SandD supports secure tunnel mode for production deployments using mesh VPN technology.
Use tunnel mode when:
- Deploying across multiple clouds (AWS + GCP + Azure)
- Controller should not be publicly accessible
- Need automatic NAT traversal
- Want network-level isolation
Use direct mode when:
- Single datacenter / trusted network
- Development and testing
- Quick prototyping
Direct Mode (No VPN):
┌──────────┐ ┌──────────┐
│ Daemon │──── WebSocket over ───→│Controller│
│ │ public internet │Public IP │
└──────────┘ └──────────┘
- Direct WebSocket connection
- No VPN
- Controller needs public IP
- Daemons connect over internet
Tunnel Mode (Mesh VPN):
┌──────────┐ ┌──────────┐
│ Daemon │════ VPN tunnel ════════│Controller│
│ Mesh IP │ WireGuard encrypted │ Mesh IP │
└──────────┘ └──────────┘
↓ ↓
Join VPN Join VPN
↓ ↓
┌────────────────────────────────────────────┐
│ Headscale (VPN coordinator) │
└────────────────────────────────────────────┘
- VPN mesh network
- Encrypted tunnels between nodes
- Private mesh IPs
- No public IPs needed
| Feature | Direct Mode | Tunnel Mode (VPN) |
|---|---|---|
| Setup complexity | Simple (5 min) | Medium (15 min) |
| Controller IP | Must be public | Can be private |
| Daemon location | Anywhere (outbound) | Anywhere (mesh) |
| NAT traversal | Manual (firewall rules) | Automatic (hole punching) |
| Encryption | Need to add TLS | Built-in (WireGuard) |
| Port exposure | Public (attack surface) | Hidden (mesh only) |
| Multi-cloud | Need VPC peering | Works automatically |
| Use case | Single cloud/datacenter | Cross-cloud, laptop↔cloud |
Use Direct Mode when:
- ✅ Controller has stable public IP
- ✅ Single cloud or trusted network
- ✅ Development and testing
- ✅ Simple setup preferred
Use Tunnel Mode (VPN) when:
- ✅ Controller behind NAT (laptop, home, corporate)
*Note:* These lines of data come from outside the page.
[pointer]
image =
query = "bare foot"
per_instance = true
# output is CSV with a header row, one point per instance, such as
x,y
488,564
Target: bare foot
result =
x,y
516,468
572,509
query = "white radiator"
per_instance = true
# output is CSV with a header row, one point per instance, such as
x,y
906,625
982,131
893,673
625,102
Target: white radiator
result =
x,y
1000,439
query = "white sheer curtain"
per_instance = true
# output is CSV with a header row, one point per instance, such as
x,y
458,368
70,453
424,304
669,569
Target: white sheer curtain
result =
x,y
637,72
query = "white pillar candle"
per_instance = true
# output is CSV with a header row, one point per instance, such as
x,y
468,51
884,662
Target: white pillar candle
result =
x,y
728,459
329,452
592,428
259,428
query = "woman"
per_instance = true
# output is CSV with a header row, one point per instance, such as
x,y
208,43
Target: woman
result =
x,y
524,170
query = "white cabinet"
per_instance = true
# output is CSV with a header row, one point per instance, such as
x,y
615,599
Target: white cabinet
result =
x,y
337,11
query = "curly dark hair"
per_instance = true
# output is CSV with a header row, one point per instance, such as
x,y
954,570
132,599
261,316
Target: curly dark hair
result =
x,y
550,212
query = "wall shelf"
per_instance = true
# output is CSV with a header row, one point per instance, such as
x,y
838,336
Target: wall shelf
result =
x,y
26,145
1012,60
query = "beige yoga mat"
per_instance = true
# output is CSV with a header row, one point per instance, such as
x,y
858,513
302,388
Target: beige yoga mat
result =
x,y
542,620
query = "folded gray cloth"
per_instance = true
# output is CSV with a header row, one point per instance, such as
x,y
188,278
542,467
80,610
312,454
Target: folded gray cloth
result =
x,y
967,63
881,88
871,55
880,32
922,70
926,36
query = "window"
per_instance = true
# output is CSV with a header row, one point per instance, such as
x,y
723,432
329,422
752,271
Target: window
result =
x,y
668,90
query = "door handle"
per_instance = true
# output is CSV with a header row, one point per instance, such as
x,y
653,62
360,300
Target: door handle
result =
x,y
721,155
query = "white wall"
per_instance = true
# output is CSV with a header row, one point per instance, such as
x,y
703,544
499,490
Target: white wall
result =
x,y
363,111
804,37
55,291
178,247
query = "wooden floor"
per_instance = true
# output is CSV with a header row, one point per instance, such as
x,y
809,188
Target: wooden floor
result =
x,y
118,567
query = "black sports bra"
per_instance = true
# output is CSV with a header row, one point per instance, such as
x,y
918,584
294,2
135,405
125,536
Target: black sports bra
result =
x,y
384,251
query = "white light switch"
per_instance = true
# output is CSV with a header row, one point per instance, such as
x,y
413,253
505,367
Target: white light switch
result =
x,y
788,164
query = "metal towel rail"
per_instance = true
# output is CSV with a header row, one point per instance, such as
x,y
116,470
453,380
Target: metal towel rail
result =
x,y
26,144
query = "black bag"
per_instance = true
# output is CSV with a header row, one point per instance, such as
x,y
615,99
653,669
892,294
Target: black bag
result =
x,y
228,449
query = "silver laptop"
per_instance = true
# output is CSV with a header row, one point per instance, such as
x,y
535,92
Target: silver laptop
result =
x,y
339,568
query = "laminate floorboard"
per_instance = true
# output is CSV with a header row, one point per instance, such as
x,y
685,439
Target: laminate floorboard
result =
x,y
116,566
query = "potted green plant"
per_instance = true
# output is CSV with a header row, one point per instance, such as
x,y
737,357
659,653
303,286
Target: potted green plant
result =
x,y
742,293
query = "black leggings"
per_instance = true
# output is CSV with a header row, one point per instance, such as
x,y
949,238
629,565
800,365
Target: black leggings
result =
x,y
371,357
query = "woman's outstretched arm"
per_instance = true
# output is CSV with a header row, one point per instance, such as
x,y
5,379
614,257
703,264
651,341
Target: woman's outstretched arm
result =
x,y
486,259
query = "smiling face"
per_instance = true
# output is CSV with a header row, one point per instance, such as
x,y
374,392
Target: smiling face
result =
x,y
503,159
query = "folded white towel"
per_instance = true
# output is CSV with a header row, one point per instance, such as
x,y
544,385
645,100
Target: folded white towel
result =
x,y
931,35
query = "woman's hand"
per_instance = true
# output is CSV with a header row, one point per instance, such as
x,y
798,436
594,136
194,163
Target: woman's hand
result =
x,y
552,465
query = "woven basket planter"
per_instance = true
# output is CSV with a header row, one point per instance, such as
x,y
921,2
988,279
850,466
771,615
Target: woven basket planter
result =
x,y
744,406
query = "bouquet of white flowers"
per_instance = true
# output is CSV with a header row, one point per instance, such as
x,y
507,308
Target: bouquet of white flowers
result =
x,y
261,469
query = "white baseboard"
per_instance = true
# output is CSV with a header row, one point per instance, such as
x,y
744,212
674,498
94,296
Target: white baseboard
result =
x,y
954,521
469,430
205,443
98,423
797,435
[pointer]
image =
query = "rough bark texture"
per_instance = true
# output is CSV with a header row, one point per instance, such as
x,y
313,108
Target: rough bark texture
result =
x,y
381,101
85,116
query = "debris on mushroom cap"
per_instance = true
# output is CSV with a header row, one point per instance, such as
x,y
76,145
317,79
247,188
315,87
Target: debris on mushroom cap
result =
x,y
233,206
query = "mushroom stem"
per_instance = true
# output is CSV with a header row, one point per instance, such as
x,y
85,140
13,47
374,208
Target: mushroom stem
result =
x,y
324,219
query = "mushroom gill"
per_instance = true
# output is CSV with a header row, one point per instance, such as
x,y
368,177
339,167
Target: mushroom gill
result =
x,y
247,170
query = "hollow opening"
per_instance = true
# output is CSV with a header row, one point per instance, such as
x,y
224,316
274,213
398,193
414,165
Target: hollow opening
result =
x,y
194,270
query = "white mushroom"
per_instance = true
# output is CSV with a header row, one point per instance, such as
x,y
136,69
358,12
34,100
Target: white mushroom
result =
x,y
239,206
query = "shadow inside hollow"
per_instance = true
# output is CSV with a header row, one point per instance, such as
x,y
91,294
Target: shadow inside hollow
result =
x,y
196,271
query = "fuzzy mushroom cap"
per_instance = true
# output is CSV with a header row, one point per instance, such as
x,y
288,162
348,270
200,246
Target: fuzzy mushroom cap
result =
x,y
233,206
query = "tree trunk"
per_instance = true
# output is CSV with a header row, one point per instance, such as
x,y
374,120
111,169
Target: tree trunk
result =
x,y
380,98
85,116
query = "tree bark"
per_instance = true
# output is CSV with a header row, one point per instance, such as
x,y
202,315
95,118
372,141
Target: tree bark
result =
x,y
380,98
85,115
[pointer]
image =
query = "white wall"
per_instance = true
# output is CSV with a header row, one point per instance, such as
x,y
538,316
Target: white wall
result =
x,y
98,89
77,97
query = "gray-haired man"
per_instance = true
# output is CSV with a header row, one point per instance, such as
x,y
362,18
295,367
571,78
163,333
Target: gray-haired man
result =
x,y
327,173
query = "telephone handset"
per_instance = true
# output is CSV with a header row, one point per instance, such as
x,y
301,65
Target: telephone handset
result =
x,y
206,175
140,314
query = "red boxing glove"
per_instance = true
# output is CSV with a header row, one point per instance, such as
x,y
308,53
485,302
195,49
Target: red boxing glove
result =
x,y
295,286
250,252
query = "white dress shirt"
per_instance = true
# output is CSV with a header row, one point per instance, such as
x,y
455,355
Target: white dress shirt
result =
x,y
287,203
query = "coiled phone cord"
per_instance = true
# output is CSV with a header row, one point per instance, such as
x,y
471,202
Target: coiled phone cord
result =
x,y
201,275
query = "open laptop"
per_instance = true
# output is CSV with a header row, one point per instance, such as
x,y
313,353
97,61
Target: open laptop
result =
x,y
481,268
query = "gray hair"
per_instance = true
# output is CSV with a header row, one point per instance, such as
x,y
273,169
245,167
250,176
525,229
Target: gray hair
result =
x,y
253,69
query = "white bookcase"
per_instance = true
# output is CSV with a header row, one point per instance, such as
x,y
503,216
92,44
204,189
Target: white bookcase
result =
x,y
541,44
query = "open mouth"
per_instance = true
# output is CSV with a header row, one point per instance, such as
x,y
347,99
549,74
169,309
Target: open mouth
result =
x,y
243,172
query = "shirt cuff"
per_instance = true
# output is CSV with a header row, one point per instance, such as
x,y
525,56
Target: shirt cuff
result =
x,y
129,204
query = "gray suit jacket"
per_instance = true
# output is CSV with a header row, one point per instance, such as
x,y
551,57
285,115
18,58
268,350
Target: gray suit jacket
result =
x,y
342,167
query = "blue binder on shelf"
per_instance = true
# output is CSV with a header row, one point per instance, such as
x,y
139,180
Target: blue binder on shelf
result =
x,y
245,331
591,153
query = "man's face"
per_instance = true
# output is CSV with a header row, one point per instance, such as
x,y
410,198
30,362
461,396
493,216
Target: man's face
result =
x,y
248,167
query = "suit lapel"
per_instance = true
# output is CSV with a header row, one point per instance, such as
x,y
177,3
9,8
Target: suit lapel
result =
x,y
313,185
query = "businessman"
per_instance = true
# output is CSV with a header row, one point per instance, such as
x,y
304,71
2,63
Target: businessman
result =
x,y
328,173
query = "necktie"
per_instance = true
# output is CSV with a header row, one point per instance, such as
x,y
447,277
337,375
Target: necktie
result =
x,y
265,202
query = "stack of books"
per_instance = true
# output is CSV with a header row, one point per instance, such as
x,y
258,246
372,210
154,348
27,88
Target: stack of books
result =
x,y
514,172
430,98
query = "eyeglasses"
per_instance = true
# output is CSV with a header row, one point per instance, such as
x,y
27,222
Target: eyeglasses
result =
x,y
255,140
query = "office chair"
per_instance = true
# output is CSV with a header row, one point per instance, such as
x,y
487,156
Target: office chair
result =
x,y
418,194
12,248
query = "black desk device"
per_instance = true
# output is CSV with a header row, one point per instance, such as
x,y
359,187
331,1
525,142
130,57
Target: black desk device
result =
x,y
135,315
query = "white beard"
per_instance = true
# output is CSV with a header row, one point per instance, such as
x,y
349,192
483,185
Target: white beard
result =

- ✅ Multiple clouds (AWS + GCP + Azure)
- ✅ Don't want exposed ports
- ✅ Need encrypted communication
- ✅ Dynamic IPs or ephemeral instances
Why you can't connect directly:
Laptop (Controller) Cloud VM (Daemon)
Private: 192.168.1.100 Private: 10.0.1.20
Behind home router Behind cloud firewall
❌ Can't reach each other's private IPs
❌ Need to expose public ports (security risk)
❌ Need VPN peering between networks (complex)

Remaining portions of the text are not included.